04-10-2013 12:32 PM
Hi all -- am fairly new to the world of fiber and Brocade, but nevertheless am running into an odd issue that I *believe* I may have a theory on, but want to throw out to the rest of you to see if there's something else I may be missing.
We have a couple of Dell Blade Centers with Brocade switches embedded. Blades have QLogic HBA's and connect to the Brocades at 8Gbps. The Brocades uplink via two 8Gbps links each (ISL'd) to two IBM SAN24B stackable switches -- for now this is our "core" switch. Each core switch is Fabric A and Fabric B, respectively.

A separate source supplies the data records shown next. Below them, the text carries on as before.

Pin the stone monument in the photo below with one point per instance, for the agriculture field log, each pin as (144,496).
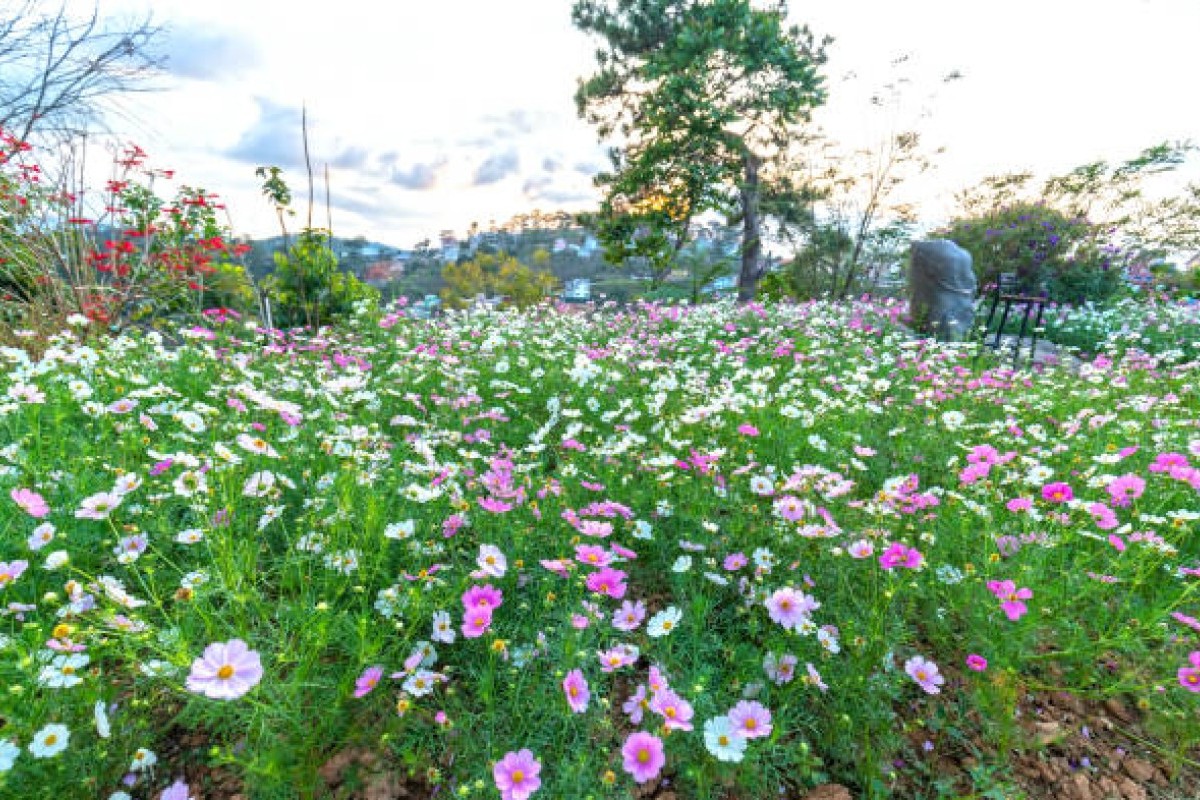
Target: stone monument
(941,289)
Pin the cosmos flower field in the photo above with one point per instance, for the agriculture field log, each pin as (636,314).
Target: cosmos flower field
(719,552)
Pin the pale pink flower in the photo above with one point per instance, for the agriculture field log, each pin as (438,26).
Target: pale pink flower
(643,757)
(30,501)
(516,775)
(575,686)
(226,671)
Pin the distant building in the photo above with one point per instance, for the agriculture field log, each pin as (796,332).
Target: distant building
(381,272)
(449,246)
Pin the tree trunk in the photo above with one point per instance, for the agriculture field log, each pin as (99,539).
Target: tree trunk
(751,241)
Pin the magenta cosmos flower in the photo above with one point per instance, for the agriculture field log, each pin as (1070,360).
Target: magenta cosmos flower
(477,621)
(900,554)
(1057,492)
(925,673)
(30,501)
(750,719)
(226,671)
(643,756)
(516,775)
(1012,599)
(790,607)
(1189,677)
(486,597)
(367,681)
(575,686)
(1126,489)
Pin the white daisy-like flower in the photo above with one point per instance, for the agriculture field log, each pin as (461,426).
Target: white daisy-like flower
(664,623)
(9,753)
(190,536)
(64,671)
(492,561)
(723,740)
(49,741)
(401,529)
(100,714)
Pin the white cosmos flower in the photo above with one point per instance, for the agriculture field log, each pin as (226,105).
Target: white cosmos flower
(9,752)
(49,741)
(665,621)
(101,715)
(723,740)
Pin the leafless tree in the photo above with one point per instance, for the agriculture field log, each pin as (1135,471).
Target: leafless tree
(59,72)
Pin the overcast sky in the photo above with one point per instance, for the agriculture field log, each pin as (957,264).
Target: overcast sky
(437,114)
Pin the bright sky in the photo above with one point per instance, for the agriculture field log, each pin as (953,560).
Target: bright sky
(435,115)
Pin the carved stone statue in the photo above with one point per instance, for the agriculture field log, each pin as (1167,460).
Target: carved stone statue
(941,289)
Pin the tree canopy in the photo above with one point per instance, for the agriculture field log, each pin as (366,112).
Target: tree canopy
(701,95)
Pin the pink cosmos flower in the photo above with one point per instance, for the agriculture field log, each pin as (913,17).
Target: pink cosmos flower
(593,555)
(1057,492)
(1189,677)
(607,582)
(780,669)
(629,615)
(1011,597)
(495,506)
(925,673)
(643,756)
(516,775)
(575,685)
(1126,489)
(623,552)
(367,681)
(1019,504)
(861,549)
(750,719)
(594,528)
(10,571)
(617,657)
(1167,462)
(675,710)
(30,501)
(790,607)
(486,597)
(475,621)
(900,554)
(226,671)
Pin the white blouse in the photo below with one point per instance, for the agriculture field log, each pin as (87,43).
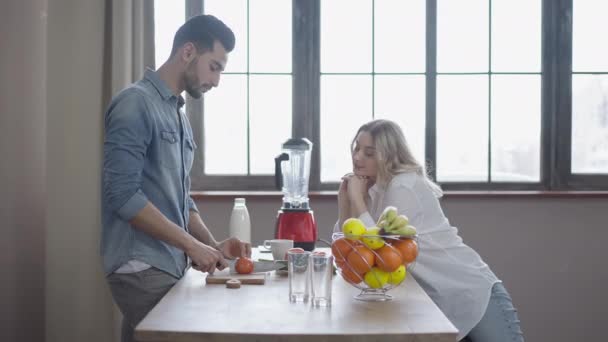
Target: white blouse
(450,272)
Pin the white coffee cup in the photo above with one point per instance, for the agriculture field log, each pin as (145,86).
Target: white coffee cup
(279,248)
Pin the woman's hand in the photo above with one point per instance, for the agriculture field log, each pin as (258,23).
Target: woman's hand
(357,193)
(357,188)
(343,200)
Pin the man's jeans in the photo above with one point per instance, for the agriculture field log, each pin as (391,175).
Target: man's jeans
(136,294)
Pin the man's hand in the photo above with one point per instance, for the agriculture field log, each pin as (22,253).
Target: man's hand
(234,248)
(205,258)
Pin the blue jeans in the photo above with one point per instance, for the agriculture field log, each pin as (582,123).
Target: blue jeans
(136,294)
(500,322)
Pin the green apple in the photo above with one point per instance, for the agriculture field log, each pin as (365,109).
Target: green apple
(353,228)
(376,278)
(372,239)
(397,276)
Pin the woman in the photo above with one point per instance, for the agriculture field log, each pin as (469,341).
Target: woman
(452,274)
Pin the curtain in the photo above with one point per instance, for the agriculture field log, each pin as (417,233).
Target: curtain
(132,41)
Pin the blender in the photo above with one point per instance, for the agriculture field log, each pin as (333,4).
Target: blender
(295,219)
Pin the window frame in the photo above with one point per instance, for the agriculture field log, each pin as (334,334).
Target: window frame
(556,106)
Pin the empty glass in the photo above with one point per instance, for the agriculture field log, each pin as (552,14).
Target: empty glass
(299,276)
(321,276)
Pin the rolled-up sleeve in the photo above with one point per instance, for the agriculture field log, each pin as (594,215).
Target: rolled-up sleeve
(192,205)
(127,136)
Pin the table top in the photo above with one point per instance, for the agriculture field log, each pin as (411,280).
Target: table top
(195,311)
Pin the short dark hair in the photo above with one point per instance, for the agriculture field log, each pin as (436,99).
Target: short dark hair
(202,31)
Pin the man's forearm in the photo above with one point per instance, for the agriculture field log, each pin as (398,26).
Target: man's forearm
(152,222)
(199,230)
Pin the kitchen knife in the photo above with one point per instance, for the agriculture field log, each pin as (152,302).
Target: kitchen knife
(261,265)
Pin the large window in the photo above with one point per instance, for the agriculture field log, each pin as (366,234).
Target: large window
(491,94)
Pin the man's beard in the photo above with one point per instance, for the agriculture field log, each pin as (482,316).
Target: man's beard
(192,83)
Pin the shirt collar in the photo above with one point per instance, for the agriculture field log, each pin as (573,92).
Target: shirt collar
(162,87)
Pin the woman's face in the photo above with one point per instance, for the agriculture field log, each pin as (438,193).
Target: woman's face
(364,156)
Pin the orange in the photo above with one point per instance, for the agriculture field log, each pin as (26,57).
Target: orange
(361,259)
(388,258)
(350,276)
(243,265)
(341,248)
(408,249)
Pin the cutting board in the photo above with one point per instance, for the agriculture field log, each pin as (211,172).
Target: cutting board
(220,277)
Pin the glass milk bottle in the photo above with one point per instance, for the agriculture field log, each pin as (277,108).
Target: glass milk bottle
(240,225)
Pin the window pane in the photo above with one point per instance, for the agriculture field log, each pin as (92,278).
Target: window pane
(402,99)
(270,120)
(168,17)
(225,136)
(462,128)
(234,14)
(346,36)
(399,37)
(516,128)
(346,104)
(462,36)
(589,29)
(590,124)
(516,44)
(270,40)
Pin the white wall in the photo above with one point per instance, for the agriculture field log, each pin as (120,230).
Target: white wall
(22,169)
(550,253)
(79,307)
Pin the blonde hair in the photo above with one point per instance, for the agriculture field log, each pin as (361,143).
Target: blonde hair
(393,154)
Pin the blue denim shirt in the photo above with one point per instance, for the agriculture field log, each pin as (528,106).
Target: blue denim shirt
(148,154)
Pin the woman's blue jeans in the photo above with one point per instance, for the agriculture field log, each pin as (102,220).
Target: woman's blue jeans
(500,322)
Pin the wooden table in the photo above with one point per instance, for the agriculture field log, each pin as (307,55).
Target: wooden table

A single IBM Gen2 XIV (4Gbps ports only) hangs off the IBM SAN24B stackables and we're using WWPN based zoning throughout the environment.
We've been having poor performance from the initiators (blades) to two of the modules on the XIV (modules 7 & 9). The others work fine. We're seeing errors on the ISL links, however -- "enc out" (which points to something physical), but it's a bit confounding how these errors only show up when talking to the two modules and not to any others. We don't see any errors on the XIV itself, nor on the ports on the SAN24B connecting to the XIV.
Symptoms in addition to the "enc out" errors on the ISL's is that I/O will slow and grind to a complete halt in many cases. As soon as we disable the paths to modules 7 & 9, things pick up again.
We've done a lot of trial & error troubleshooting, including replacing SFP's to no avail. But, reading some best practices today, I ran across a potential culprit.
The cables from our XIV to the IBM SAN24B switches are 62.5/125 micron cables (OM1 I guess?). This is a very short run, so should be OK for 4Gbps. Our ISL links are all 50/125 OM2 (run is likely about 20m). From my reading, my understanding is that we should *not* be mixing 62.5 and 50 together (keep in mind that the modules that are working "fine" also have 62.5/125 cables, so that somewhat throws a kink in things).
Oddly enough, I moved the cables around this morning to read their cable type, and after doing this, I am no longer able to reproduce the errors we've been experiencing. It almost seems like I either resolved something wrong with the cable by moving it, or else some other coincidental event occurred.
Does any of the above make sense? I'm not confident with this "fix", and am thinking to be safe I should just replace all cables with 50/125 OM3. Sounds like you can mix 50/125 OM2 and 50/125 OM3, but no reason to do so if I can go all OM3 IMO.
Would appreciate any thoughts or suggestions. Firmware is up to date on all of our switches FYI.
04-12-2013 08:40 AM
Greetings Ray. Actually it does make sense and thank you for all the extra data. "enc out" errors quite often to point to "media" such as cables. If you search the community pages for "enc out", you will get a lot of supporting statements as well as guidance on how to clear the errors and monitor for any more occurrences.